Kini mereka sudah berada dipintu masuk. Sudah saatnya Aska pergi. Nila sebenarnya merasa kehilangan. Dua minggu harinya penuh dengan Aska, namun kini harus sendirian lagi.
“Saling mengenal lebih lama aku rasa bukan pilihan buruk. Selagi banyak yang harus kita selesaikan, kita juga harus berhati-hati.”
“Baiklah.” Aska memeluk Nila erat. Dulu saja, Nila menolak ketika Aska ingin memeluknya. Tapi kini, kepala Nila terasa nayaman di pundak Aska.
***
Nila yang hendak berangkat kerja terkejut saat melihat mobil yang tidak asing sudah ada didepan pagar kontrakannya. Tapi saat mendekat, mobil itu kosong.

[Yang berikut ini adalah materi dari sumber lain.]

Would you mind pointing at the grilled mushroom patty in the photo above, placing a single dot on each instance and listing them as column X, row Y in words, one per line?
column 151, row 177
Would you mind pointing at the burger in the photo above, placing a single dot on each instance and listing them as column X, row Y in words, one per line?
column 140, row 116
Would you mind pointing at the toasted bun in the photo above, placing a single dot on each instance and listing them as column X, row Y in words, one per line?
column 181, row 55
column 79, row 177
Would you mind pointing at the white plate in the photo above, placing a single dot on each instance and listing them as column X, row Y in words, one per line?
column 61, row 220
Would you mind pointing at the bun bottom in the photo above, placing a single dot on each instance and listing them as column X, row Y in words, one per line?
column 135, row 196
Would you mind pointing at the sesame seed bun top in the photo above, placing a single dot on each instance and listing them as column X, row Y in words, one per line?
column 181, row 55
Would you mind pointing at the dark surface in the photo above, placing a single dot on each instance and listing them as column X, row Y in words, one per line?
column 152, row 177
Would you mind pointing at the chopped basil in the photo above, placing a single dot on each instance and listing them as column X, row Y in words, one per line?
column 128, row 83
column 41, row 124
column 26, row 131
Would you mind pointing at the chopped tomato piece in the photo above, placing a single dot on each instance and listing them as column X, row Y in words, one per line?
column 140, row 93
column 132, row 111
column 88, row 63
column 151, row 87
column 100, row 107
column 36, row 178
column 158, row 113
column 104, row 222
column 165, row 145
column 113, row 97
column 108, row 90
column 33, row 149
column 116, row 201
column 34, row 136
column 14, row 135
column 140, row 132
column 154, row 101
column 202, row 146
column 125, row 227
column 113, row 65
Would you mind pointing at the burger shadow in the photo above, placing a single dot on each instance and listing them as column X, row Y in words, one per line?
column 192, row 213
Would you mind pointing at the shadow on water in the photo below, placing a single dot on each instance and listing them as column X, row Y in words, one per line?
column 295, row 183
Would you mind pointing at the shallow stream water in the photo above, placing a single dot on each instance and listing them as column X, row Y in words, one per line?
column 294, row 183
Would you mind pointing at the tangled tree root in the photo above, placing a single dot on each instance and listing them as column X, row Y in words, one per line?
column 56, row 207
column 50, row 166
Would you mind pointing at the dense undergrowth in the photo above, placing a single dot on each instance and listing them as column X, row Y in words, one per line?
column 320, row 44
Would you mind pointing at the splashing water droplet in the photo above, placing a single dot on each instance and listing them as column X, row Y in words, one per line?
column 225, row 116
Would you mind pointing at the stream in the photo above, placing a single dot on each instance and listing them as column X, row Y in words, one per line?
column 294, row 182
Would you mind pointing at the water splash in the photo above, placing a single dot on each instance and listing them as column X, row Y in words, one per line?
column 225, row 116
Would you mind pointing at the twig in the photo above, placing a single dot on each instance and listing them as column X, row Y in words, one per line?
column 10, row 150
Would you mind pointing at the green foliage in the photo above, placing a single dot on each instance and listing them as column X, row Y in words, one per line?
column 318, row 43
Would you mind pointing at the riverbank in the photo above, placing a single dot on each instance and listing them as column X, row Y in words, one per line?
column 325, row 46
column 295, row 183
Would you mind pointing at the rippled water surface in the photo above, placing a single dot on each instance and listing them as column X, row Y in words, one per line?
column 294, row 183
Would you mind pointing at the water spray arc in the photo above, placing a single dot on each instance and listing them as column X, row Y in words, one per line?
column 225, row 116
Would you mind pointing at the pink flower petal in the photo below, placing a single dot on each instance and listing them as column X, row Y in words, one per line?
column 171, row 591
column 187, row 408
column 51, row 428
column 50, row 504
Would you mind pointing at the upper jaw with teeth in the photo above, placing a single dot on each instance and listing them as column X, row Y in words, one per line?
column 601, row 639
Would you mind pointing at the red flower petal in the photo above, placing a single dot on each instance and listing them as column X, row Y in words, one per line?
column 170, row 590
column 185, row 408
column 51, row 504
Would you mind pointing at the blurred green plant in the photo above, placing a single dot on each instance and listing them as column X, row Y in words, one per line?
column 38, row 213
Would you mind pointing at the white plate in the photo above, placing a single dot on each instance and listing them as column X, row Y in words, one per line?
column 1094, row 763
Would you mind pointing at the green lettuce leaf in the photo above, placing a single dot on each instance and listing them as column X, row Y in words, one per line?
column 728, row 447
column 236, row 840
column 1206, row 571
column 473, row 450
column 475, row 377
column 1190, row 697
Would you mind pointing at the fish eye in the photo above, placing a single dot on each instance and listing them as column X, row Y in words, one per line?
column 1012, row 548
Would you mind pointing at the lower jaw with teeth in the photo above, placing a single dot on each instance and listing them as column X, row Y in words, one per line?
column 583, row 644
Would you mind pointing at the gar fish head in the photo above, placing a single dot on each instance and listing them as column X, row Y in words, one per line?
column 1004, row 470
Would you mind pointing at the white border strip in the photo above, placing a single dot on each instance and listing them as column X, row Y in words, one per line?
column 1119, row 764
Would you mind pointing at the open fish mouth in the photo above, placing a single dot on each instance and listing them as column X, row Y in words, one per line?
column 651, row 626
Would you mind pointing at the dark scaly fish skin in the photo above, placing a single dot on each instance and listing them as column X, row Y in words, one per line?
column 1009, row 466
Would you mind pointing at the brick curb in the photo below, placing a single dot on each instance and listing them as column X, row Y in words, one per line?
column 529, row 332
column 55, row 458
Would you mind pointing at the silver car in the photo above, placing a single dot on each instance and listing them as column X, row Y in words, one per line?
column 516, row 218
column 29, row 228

Melihat sekeliling, Nila menemukan pria yang memakai kemeja batik sedang menenteng dua kotak makan yang sepertinya bubur ayam yang biasa Nila beli. Terlihat dari stiker kemasannya.
“Pagi.” Sapanya ceria.
Nila masih belum bereaksi bahkan sampai Aska sudah berdiri dihadapannya. Aska menggoyangkan bungkusan berisi bubur di wajah Nila. Tetap tidak ada reaksi apapun.
“Hei.”
“Kamu pulang ?” tanya Nila setelah diam cukup lama.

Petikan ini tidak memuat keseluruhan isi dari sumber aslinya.